В голосе Среднего угрожающе рокочет море – штормовое, страшное, пенящее косматые гребни волн.
Тьма.
Сполохи.
Знобящая духота.
Все.
– Не зли меня, Старший. Я не за этим пришел сюда. И я не хочу ссориться с тобой. Мы всегда находили общий язык – все: и ты, и я, и Сестры. Все, кроме Младшего. Вот и сейчас – не слушая никого, он намерен породить Мусорщика-Одиночку! Ему мало молний – он хочет живую молнию! И если это Младшему удастся…
– Надеюсь, что удастся, – бормочет Старший, но Средний делает вид, что не слышит.
– …не придется ли нам платить слишком дорогую цену за безрассудство и властолюбие Младшего?! Вспомни одного из первых – того, кто убил Медузу, младшую из Горгон! Вспомни Персея!
Старший молчит.
Старший долго молчит.
– Ты действительно любил ее, Средний? – вдруг спрашивает он.
Средний не отвечает.
– Любил, – уверенно продолжает Старший, и сполохи подмигивают издалека, изгибаясь и пульсируя. – Только от большой любви у Медузы могли родиться такие дети, как Пегас и Хрисаор Золотой Лук. Ты любил ее, Черногривый! И поэтому возненавидел Персея со всем его потомством! Возможно, если бы Младший пошел сегодня не к женщине из рода Персеидов, а к любой другой, ты бы…
– Не говори глупостей, Старший! Я далек от личных счетов – дальше, чем ты думаешь! Хотя ничего не забываю и не прощаю обид. А вот ты, ты помнишь, каким это было потрясением для всей Семьи – узнать, что и подобных нам можно убить навсегда?! Что Мусорщик, дрянь, Получеловек способен на то, чего не может ни один из Семьи?! Это ты помнишь?!
– Помню, – глухо отвечает Старший.
– Тогда догадываешься ли ты, о чем стал задумываться тот же Мусорщик Персей к старости?

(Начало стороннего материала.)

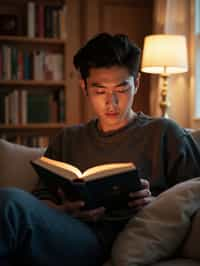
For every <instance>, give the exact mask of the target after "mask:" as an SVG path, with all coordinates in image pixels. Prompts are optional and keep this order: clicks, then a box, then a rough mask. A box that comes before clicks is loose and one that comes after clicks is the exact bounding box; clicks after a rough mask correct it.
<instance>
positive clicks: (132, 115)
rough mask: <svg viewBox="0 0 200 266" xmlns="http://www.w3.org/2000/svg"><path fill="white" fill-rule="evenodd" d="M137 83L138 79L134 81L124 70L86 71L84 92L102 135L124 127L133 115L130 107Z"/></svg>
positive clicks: (127, 122) (100, 68)
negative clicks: (102, 130) (88, 101)
mask: <svg viewBox="0 0 200 266" xmlns="http://www.w3.org/2000/svg"><path fill="white" fill-rule="evenodd" d="M138 83H139V78H138V79H137V80H136V81H134V77H133V76H131V75H130V73H129V71H128V69H126V68H124V67H118V66H114V67H110V68H92V69H91V70H90V73H89V77H88V78H87V91H86V92H87V96H88V97H89V101H90V103H91V104H92V107H93V109H94V111H95V113H96V115H97V116H98V118H99V127H100V128H101V129H102V130H103V131H104V132H108V131H113V130H117V129H119V128H121V127H123V126H125V125H126V124H127V123H128V122H129V121H130V119H131V118H132V117H133V116H134V112H133V110H132V104H133V99H134V95H135V93H136V90H137V87H138V86H137V85H138ZM83 84H84V82H82V87H84V85H83ZM84 89H85V88H84Z"/></svg>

– Догадываюсь ли я? – смеется тьма, и невесел ее смех. – Я ЗНАЮ! Я сам спросил его об этом, когда он пришел ко мне. Кровь жертвенной коровы подогрела Персею память, а терять ему было уже нечего – он все потерял. «Ни о чем не жалею, – сказал он, и я вздрогнул, когда увидел его улыбку, – ни о чем, кроме одного… Не следовало мне отдавать Алалкомене[2] голову Медузы. А если уж отдавать, то пусть взглянули бы друг другу в глаза. Как-никак родня… Ответь, Владыка, – посмел бы ты тогда послать за мной Таната?[3]» И я ничего не ответил ему, Средний! Я молчал, а он улыбался…
Тишина. И только черная вода Стикса плещет о подножие Белого Утеса Забвения, невидимого во мраке, словно смывая с него горечь последних слов Владыки.
– А он улыбался, – повторяет Средний. – Улыбался. Здесь. И после этого ты не хочешь препятствовать рождению Мусорщика-Одиночки? Странно… очень странно. Стареешь, Владыка?
– Что ты предлагаешь, Средний?
– Для начала – поговорить с Младшим. Убедить его не делать этого. Мойры[4] еще не спряли нить – значит, все обратимо. Двоих Младший, может быть, и послушает…
– Тебя одного, выходит, уже не послушал. Не будь наивен, Средний, – ты не хуже меня знаешь Зевса! Если он что-то решил, его не отговоришь, хоть мир наизнанку выверни.
– Увы, Старший, – вздыхает море. – Не отговоришь. Более того, он совершает ЭТО как раз в данный момент. Ни с кем не посоветовавшись!
– Разве он когда-нибудь с кем-то советовался? Даже когда он поднял руку на отца – он сделал это сам, а Семья лишь присоединилась…
Средний гулко вздыхает еще раз.
– Младший стал опасен, – говорит он с затаенной ненавистью, и кажется, что сейчас эта ненависть разорвет сгустившийся мрак ослепительно белой вспышкой.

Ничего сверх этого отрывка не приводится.